Handling 2.7 and 3.0 Versions of Dict

T

Travis Parks

I am writing a simple algorithms library that I want to work for both
Python 2.7 and 3.x. I am writing some functions like distinct, which
work with dictionaries under the hood. The problem I ran into is that
I am calling itervalues or values depending on which version of the
language I am working in. Here is the code I wrote to overcome it:

import sys
def getDictValuesFoo():
if sys.version_info < (3,):
return dict.itervalues
else:
return dict.values

getValues = getDictValuesFoo()

def distinct(iterable, keySelector = (lambda x: x)):
lookup = {}
for item in iterable:
key = keySelector(item)
if key not in lookup:
lookup[key] = item
return getValues(lookup)

I was surprised to learn that getValues CANNOT be called as if it were
a member of dict. I figured it was more efficient to determine what
getValues was once rather than every time it was needed.

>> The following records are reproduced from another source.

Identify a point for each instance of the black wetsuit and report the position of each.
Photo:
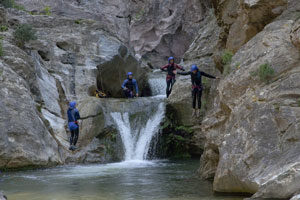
(170, 68)
(197, 85)
(73, 117)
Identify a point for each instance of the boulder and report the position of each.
(255, 133)
(25, 141)
(2, 196)
(296, 197)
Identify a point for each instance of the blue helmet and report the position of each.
(170, 58)
(194, 67)
(72, 104)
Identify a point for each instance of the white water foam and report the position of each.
(137, 141)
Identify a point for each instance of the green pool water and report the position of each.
(136, 180)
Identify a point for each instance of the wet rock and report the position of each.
(2, 196)
(255, 133)
(296, 197)
(25, 141)
(295, 34)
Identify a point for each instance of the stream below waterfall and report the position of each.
(136, 180)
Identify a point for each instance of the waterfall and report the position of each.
(136, 137)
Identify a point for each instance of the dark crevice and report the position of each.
(44, 55)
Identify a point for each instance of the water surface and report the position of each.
(141, 180)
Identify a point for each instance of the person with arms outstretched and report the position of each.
(171, 74)
(73, 117)
(129, 85)
(196, 78)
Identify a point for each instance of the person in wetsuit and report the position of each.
(196, 78)
(73, 117)
(129, 85)
(171, 73)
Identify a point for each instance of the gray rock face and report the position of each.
(2, 196)
(252, 138)
(24, 139)
(62, 65)
(162, 29)
(154, 30)
(296, 197)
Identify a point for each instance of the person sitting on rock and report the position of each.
(171, 73)
(73, 117)
(129, 85)
(196, 78)
(99, 94)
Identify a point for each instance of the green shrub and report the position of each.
(140, 14)
(23, 34)
(11, 4)
(265, 72)
(19, 7)
(47, 10)
(3, 28)
(227, 69)
(1, 48)
(78, 21)
(7, 3)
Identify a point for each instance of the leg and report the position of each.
(76, 136)
(199, 95)
(127, 93)
(72, 137)
(168, 92)
(199, 98)
(194, 96)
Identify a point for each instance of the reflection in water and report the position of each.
(163, 180)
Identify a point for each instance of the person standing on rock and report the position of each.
(129, 85)
(73, 117)
(171, 73)
(196, 78)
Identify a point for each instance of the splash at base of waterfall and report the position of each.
(136, 134)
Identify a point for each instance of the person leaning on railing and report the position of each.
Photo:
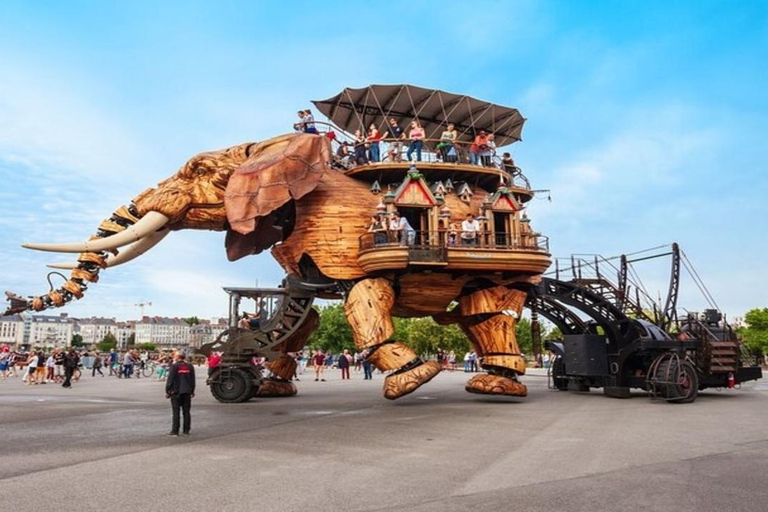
(481, 141)
(378, 228)
(487, 152)
(360, 156)
(403, 228)
(395, 146)
(373, 139)
(416, 136)
(445, 146)
(469, 230)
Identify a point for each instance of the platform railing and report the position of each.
(441, 239)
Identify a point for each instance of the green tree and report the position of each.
(77, 341)
(755, 332)
(107, 343)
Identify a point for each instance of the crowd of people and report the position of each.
(66, 365)
(397, 229)
(367, 146)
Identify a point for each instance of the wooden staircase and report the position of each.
(724, 356)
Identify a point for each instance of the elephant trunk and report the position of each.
(125, 226)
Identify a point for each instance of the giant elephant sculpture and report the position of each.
(284, 194)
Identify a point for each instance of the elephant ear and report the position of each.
(278, 171)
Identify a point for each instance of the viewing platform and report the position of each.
(492, 251)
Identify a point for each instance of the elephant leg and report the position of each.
(369, 313)
(283, 368)
(489, 320)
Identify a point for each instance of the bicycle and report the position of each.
(149, 369)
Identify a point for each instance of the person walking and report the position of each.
(112, 361)
(214, 360)
(71, 360)
(319, 361)
(367, 369)
(128, 361)
(344, 364)
(180, 388)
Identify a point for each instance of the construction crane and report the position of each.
(141, 306)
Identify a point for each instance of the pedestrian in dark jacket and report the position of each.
(180, 388)
(71, 360)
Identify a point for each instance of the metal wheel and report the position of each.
(675, 380)
(148, 371)
(231, 385)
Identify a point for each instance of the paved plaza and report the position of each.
(339, 445)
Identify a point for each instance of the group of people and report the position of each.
(66, 365)
(398, 229)
(327, 361)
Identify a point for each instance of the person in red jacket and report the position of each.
(214, 360)
(180, 388)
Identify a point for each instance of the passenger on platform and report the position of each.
(477, 147)
(395, 146)
(318, 360)
(416, 136)
(299, 127)
(469, 230)
(487, 152)
(379, 229)
(406, 233)
(250, 321)
(445, 145)
(360, 157)
(374, 137)
(507, 164)
(453, 235)
(309, 122)
(344, 360)
(344, 154)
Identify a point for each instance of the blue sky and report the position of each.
(646, 119)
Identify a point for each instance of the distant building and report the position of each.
(49, 331)
(93, 330)
(12, 331)
(163, 332)
(124, 332)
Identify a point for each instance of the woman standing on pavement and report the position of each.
(344, 364)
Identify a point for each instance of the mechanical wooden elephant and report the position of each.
(284, 194)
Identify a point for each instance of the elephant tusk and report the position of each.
(129, 253)
(151, 222)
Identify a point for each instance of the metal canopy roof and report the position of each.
(354, 109)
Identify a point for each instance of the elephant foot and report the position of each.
(486, 384)
(275, 388)
(401, 384)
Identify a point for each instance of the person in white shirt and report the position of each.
(469, 229)
(406, 233)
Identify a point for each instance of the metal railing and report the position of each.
(448, 239)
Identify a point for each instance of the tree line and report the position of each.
(423, 335)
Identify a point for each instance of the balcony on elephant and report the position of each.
(378, 129)
(442, 250)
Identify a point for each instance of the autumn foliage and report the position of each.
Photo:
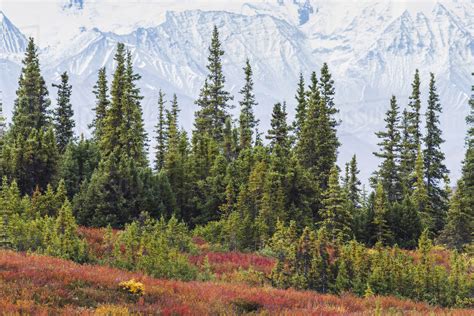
(35, 284)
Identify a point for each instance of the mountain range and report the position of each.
(372, 49)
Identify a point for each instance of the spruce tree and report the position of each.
(122, 185)
(3, 124)
(382, 231)
(31, 108)
(336, 218)
(460, 218)
(435, 169)
(29, 153)
(389, 152)
(420, 195)
(161, 134)
(353, 183)
(112, 121)
(5, 239)
(78, 163)
(301, 105)
(327, 90)
(133, 137)
(414, 117)
(214, 99)
(247, 120)
(63, 114)
(102, 104)
(278, 133)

First, how can I make the method getValues "private" _and_ so it only
gets evaluated once? Secondly, will the body of the distinct method be
evaluated immediately? How can I delay building the dict until the
first value is requested?

I noticed that hashing is a lot different in Python than it is in .NET
languages. .NET supports custom "equality comparers" that can override
a type's Equals and GetHashCode functions. This is nice when you can't
change the class you are hashing. That is why I am using a key
selector in my code, here. Is there a better way of overriding the
default hashing of a type without actually modifying its definition? I
figured a requesting a key was the easiest way.
 
T

Terry Reedy

I am writing a simple algorithms library that I want to work for both
Python 2.7 and 3.x. I am writing some functions like distinct, which
work with dictionaries under the hood. The problem I ran into is that
I am calling itervalues or values depending on which version of the
language I am working in. Here is the code I wrote to overcome it:

import sys
def getDictValuesFoo():
if sys.version_info< (3,):
return dict.itervalues
else:
return dict.values

One alternative is to use itervalues and have 2to3 translate for you.
 
M

Martin v. Loewis

Am 31.08.2011 03:43, schrieb Travis Parks:
I am writing a simple algorithms library that I want to work for both
Python 2.7 and 3.x. I am writing some functions like distinct, which
work with dictionaries under the hood. The problem I ran into is that
I am calling itervalues or values depending on which version of the
language I am working in. Here is the code I wrote to overcome it:

import sys
def getDictValuesFoo():
if sys.version_info < (3,):
return dict.itervalues
else:
return dict.values

getValues = getDictValuesFoo()

def distinct(iterable, keySelector = (lambda x: x)):
lookup = {}
for item in iterable:
key = keySelector(item)
if key not in lookup:
lookup[key] = item
return getValues(lookup)

I was surprised to learn that getValues CANNOT be called as if it were
a member of dict. I figured it was more efficient to determine what
getValues was once rather than every time it was needed.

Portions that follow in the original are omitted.